I’ve curated a list on Shepherd of books like Melancholic Parables which string together many smaller pieces for an overarching effect. Go buy those books. And mine, maybe.

What people have said

“Stromberg gifts us a soft-spoken superhero with an all-in-one metaphysical toolbox. Bellatrix, like a Dirk Gently of reincarnation, navigates the ordinary in an extraordinary way. Encounters with to be and not to be: vulnerable yet ungovernable, tragicomic and ignormal. Shimmering reinvention. She already knows, and so will you.”

Tucker Lieberman, author of Most Famous Short Film of All Time

 

Wistful nihilism holds hands with absurd humor and lighthearted whimsy—some of the stories are almost horror, some are almost jokes.

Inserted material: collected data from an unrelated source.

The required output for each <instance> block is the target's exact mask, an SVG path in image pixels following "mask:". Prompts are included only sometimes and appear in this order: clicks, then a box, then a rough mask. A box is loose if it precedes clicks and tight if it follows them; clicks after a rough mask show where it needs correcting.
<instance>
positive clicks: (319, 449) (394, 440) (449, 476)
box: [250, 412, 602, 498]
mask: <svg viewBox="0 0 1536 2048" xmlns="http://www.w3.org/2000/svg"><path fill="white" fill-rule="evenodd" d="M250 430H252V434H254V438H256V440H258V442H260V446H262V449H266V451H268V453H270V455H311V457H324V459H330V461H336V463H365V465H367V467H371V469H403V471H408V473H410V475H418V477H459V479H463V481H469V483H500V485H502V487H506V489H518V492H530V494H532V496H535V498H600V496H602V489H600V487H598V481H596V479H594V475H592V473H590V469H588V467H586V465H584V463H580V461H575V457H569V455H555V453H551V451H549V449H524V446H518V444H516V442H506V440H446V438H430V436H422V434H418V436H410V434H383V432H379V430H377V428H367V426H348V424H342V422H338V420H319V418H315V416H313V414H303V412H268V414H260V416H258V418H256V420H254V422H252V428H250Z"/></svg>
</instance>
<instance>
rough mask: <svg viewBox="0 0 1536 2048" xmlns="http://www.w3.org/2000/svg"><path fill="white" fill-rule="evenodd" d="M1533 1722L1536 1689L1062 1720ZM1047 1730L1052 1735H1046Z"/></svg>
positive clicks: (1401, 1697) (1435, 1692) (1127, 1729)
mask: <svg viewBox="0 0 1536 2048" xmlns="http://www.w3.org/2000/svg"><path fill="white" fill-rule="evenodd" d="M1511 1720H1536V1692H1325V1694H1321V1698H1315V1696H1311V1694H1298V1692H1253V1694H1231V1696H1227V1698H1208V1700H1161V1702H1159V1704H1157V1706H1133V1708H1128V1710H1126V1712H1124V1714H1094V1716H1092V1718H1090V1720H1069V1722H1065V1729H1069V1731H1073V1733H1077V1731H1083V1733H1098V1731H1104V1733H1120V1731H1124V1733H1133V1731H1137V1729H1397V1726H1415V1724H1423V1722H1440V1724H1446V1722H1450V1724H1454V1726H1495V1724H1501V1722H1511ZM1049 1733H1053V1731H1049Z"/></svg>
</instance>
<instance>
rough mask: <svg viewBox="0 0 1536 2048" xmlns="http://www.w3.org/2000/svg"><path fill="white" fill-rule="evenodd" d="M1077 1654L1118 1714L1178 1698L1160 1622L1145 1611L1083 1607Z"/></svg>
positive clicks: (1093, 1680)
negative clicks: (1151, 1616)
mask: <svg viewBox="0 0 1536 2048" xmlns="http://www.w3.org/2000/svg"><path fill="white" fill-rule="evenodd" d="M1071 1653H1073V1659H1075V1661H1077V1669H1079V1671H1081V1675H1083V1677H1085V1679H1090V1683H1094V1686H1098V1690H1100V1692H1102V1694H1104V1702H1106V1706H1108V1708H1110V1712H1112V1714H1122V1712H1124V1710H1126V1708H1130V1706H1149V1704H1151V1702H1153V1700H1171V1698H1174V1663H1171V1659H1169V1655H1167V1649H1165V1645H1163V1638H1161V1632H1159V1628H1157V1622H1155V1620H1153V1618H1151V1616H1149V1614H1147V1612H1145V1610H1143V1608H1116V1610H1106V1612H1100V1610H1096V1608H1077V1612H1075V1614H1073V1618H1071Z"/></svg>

The parables challenge the very idea of an individual, consistent being and personality. We find ourselves drawn to ask how we are the same people we were in childhood, or the same people we are in dreams, or the same people we will be thirty years from now, or the same people we are when we’re blackout drunk. Maybe we’re not.”

Briar Ripley Page, author of Corrupted Vessels

 

“The stories Dale writes are poignant, funny, tragic, and thought-provoking at each turn of the page. There’s a subtle and skillful dreamlike craft to the way he makes even the utterly absurd feel entirely natural in his short fictional worlds, and every story in this collection is a kind of gift: a chance to discover new perspectives.

Hengtee Lim, author of Something Like Hope

 

“This is a witty, clever book, but it’s also a dark work: a work of uneasy ghosts and climate change, of loving your abuser and hating yourself.”